Siempre será oportuno reflexionar sobre la importancia de esta práctica milenaria y renovarla como fundamento esencial para la salud y el desarrollo infantil, pues sus bondades están ampliamente comprobadas. Para la madre ofrece beneficios como la reducción de ciertos tipos de cáncer, ayuda a espaciar los embarazos y favorece la recuperación posparto. Estos resultados tienen un impacto directo en la sostenibilidad del sistema de Salud, al disminuir la carga de enfermedades y costos asociados.
Sin embargo, no basta con conocer estos beneficios porque es fundamental identificar y reforzar las prácticas que ya están bien. Esto implica mantener los programas de apoyo en hospitales y comunidades, capacitar continuamente al personal de Salud, fomentar redes de apoyo entre madres, y crear entornos laborales y sociales donde la lactancia sea respetada y facilitada.
En muchos países, la implementación de la iniciativa Hospital Amigo de los Niños ha sido clave para apoyar a las madres en el inicio de la lactancia. Mantener y fortalecer estas políticas asegura que las primeras horas, tras el nacimiento, sean aprovechadas para empezar el amamantamiento, momento crucial para establecer un buen vínculo y estimular la producción de leche. Además, preservar el Código Internacional de Comercialización de Sucedáneos de Leche Materna protege a las familias de prácticas comerciales abusivas que ponen en riesgo la lactancia.
La participación activa de la sociedad, los Gobiernos, organizaciones internacionales y el sector privado debe orientarse hacia la creación de políticas integrales para garantizar permisos adecuados para madres lactantes.
Un comienzo sostenible en la vida es aquel que reconoce que la salud y el desarrollo del niño dependen no solo de recursos económicos o tecnológicos, sino de apoyos humanos y sociales simples pero profundos, como el de amamantar.
Cuba cuenta con un sistema de Salud reconocido internacionalmente, donde la promoción y protección de la lactancia materna forman parte esencial de la atención primaria y la estrategia de salud comunitaria. Programas educativos, seguimiento cercano de las madres durante el embarazo y la puericultura, junto con el trabajo conjunto entre médicos, enfermeros y promotores de salud, han logrado mantener tasas significativas de lactancia exclusiva en los primeros seis meses de vida, recomendada por la Organización Mundial de la Salud.
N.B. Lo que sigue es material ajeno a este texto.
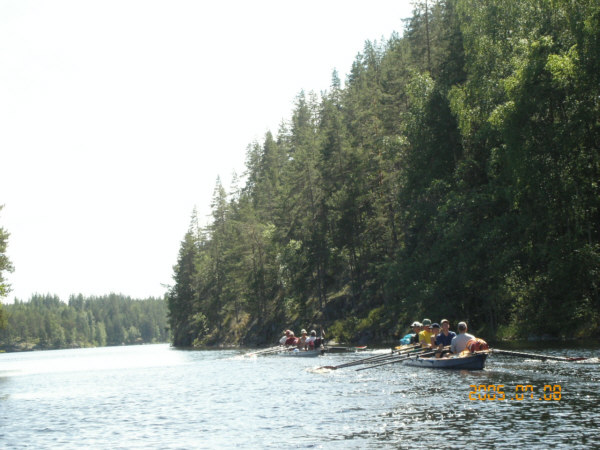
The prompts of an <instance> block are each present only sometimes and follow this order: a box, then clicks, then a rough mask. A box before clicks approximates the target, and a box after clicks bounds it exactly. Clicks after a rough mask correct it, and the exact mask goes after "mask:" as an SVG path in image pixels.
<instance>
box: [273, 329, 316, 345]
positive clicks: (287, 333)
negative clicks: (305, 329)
mask: <svg viewBox="0 0 600 450" xmlns="http://www.w3.org/2000/svg"><path fill="white" fill-rule="evenodd" d="M279 343H280V344H281V345H285V346H286V347H288V348H289V347H294V348H297V349H298V350H314V349H315V348H319V347H321V345H322V339H321V338H319V337H317V332H316V331H315V330H311V332H310V336H309V335H308V333H307V332H306V330H304V329H303V330H302V331H300V337H296V336H295V335H294V332H293V331H292V330H285V331H284V332H283V336H282V337H281V339H280V340H279Z"/></svg>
No obstante, persisten desafíos que requieren atención. El crecimiento de la comercialización de productos alternativos y la influencia de campañas publicitarias pueden afectar la percepción y las decisiones de algunas familias. Por ello, en Cuba, donde la solidaridad y la educación popular son valores esenciales, resulta clave reforzar las campañas de información basada en evidencia científica y mantener un entorno social que apoye incondicionalmente a la madre lactante.
Robustecer lo que funciona en nuestro país implica seguir impulsando la formación continua del personal de salud, ampliar los espacios de apoyo en comunidades y centros de trabajo, y promover la corresponsabilidad familiar y social en torno a la crianza.
La Mayor de las Antillas sigue reafirmando que un comienzo sostenible en la vida se inice con el derecho de cada niña y niño a la lactancia materna, fortalecida y protegida por políticas públicas, compromiso social y la convicción de que cuidar la primera infancia es cuidar el futuro de la nación.